Living in Dialogue: Will Tom Toch Ever Find a Reform Bad Enough to Abandon?

John Thompson

August 25, 2016

In 2008, Tom Toch’s “Rush to Judgment” reviewed science-based alternatives to value-added teacher evaluations. Toch explained that the District of Columbia’s test-heavy IMPACT teacher evaluation system cost $1000 per teacher. For that price, we could have invested in proven, win-win alternatives such as the National Board for Professional Teaching Standards certification, the Toledo peer review plan, or Robert Pianta’s holistic approach to professional development. The United States spent $500 billion dollars a year on education, and a $3 billion investment in better teacher evaluations should have been seen in the context of the $14 billion dollars of annual spending on professional development, which was often ineffective. Toch observed that some would like to use standardized test results in evaluations, but that those scores “aren’t great measures.” Then, in a sentence that seemed inexplicable after such an overview, he called for test scores to count for as much as 50% in teacher evaluations.

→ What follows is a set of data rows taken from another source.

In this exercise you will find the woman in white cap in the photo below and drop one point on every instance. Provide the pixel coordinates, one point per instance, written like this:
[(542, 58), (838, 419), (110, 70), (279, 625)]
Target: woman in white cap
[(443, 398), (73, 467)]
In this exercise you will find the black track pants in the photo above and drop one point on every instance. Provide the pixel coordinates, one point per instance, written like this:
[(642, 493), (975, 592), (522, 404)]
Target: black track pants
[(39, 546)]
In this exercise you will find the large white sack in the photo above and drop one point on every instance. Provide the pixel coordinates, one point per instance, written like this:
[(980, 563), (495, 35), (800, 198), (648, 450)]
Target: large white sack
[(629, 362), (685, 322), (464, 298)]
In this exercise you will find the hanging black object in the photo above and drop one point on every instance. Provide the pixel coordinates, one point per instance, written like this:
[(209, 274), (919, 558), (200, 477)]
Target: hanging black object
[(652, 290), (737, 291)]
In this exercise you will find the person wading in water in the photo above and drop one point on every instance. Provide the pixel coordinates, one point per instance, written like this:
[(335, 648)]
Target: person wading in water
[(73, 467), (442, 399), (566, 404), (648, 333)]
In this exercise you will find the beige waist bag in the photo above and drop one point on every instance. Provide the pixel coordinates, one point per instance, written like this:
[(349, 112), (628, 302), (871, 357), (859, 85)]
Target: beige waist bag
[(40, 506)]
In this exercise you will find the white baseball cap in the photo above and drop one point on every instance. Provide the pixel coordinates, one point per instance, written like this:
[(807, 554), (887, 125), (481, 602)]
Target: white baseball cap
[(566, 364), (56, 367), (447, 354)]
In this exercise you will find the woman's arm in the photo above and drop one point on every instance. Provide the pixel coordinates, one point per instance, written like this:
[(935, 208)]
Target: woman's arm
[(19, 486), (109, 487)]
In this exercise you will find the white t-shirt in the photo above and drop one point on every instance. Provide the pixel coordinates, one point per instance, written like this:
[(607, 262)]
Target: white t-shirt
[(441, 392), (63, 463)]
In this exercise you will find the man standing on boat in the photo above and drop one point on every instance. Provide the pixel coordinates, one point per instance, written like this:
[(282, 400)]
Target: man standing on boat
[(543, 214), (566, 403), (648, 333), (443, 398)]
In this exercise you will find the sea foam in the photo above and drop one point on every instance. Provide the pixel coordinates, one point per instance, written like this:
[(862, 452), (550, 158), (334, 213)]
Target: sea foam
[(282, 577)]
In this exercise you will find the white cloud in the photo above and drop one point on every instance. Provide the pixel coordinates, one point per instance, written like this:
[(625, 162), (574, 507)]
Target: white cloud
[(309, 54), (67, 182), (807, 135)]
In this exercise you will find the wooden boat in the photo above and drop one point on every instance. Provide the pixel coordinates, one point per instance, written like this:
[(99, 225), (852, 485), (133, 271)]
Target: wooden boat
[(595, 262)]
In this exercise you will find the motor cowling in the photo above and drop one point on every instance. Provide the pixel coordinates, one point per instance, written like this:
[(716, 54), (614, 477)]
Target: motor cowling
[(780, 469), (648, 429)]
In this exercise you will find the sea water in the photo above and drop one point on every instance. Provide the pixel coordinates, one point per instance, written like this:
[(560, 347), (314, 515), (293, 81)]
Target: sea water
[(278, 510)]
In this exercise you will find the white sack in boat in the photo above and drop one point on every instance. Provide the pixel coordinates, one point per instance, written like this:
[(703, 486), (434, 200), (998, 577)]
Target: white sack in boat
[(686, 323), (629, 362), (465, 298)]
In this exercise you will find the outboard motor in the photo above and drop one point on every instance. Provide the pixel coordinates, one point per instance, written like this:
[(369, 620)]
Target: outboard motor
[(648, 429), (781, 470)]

This was the time when corporate reformers took the opportunity to push their entire competition-driven model on the nation, and when Toch was involved in an even more confusing case of wordsmithing. Educational consultant Marc Dean Millot wrote in This Week in Education about Toch’s “Sweating the Big Stuff: A Progress Report on the Movement to Scale Up the Nation’s Best Charter Schools.”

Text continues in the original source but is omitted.